What I am learning is that this is one of the most difficult processes imaginable, it takes persistence, risk, and the ability to allow healthy individuals to come alongside you and fight with you in the journey toward reclaiming your sense of self.
The agony in this is that there is so much vulnerability in healing. You must be willing to let your broken places show and open yourself before others. When you’ve been harmed, manipulated, controlled, and abused it is almost impossible to think about letting yourself be anywhere near the dynamics of powerlessness that exploitation sets up in the mind and heart. Vulnerability reminds me of that victimization and I have defended myself against it so that I would not re-experience it. Yet by trying to keep myself safe, I have prevented healing that can only come from learning to trust again.
Healing is a community venture. It takes place in the relationship between hearts, minds, and bodies.
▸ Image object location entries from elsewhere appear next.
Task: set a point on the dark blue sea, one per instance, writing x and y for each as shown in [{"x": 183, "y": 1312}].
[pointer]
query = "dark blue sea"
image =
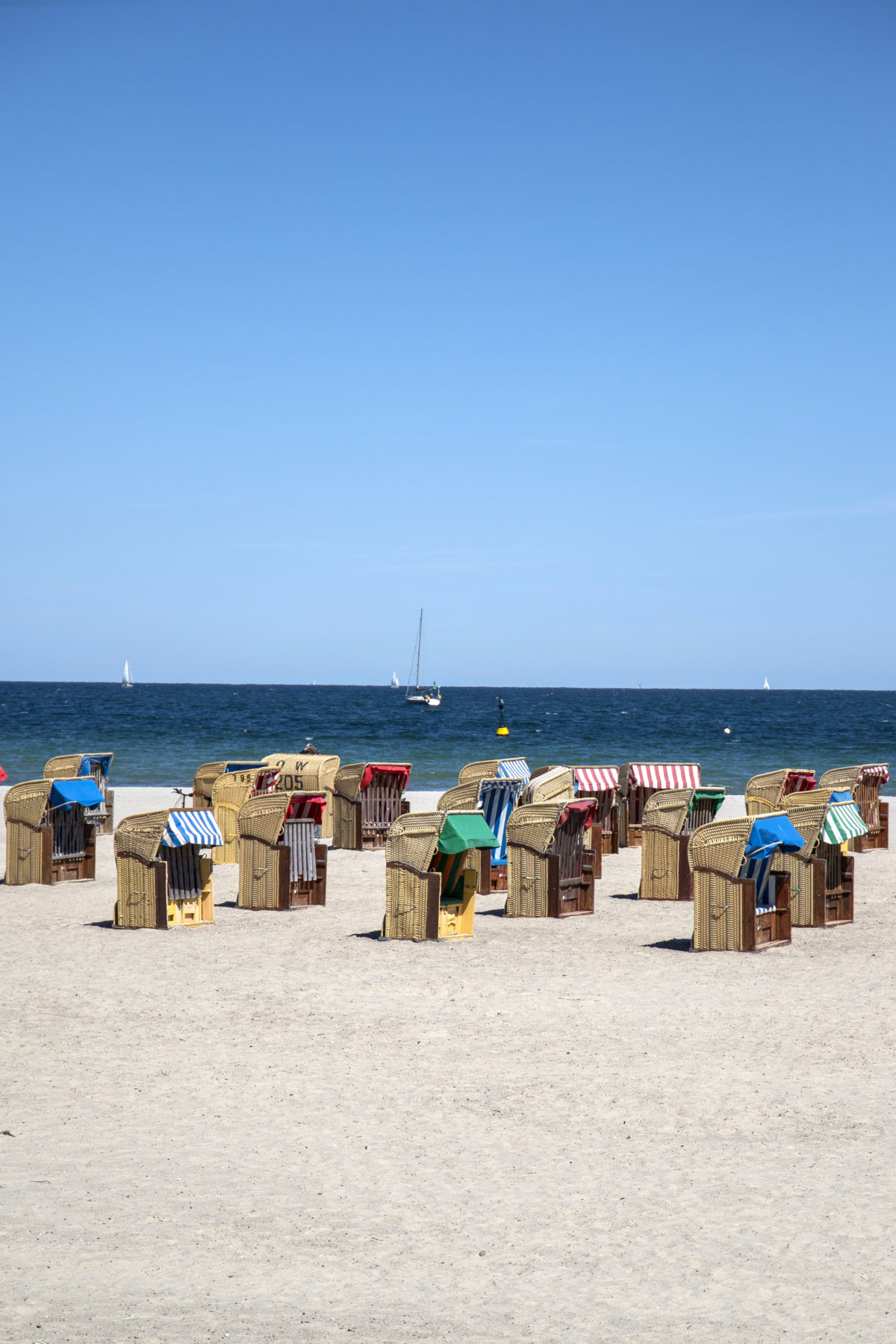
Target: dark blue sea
[{"x": 160, "y": 732}]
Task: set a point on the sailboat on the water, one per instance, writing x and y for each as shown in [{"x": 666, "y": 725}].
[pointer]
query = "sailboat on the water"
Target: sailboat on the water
[{"x": 430, "y": 698}]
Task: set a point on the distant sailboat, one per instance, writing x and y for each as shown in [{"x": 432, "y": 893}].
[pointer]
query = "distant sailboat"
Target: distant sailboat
[{"x": 430, "y": 698}]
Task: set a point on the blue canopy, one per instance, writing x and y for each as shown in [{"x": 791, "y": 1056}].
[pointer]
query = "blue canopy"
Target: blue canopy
[
  {"x": 66, "y": 793},
  {"x": 770, "y": 833},
  {"x": 102, "y": 761}
]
It requires vulnerability, for one, the vulnerability of letting another into the shattered places, and the other the vulnerability of entering suffering with the one who has experienced deep trauma.
I leave this post with this single challenge: Are you willing to suffer for the sake of healing? If you’ve been deeply harmed, can you allow a safe individual into the places where you’ve been hiding? If you are a helper of one who has been harmed, can you allow your heart to engage the consequences of evil in this world and love even when it hurts without turning away?
There must be those who are willing to risk pain for restoration to come, and it is those who can be used mightily by God to bring hope and life to long devastated places. Are you one of them? I pray to God that I will be such a vessel in the world that by partnering with survivors we will rediscover the humanity and value that they have.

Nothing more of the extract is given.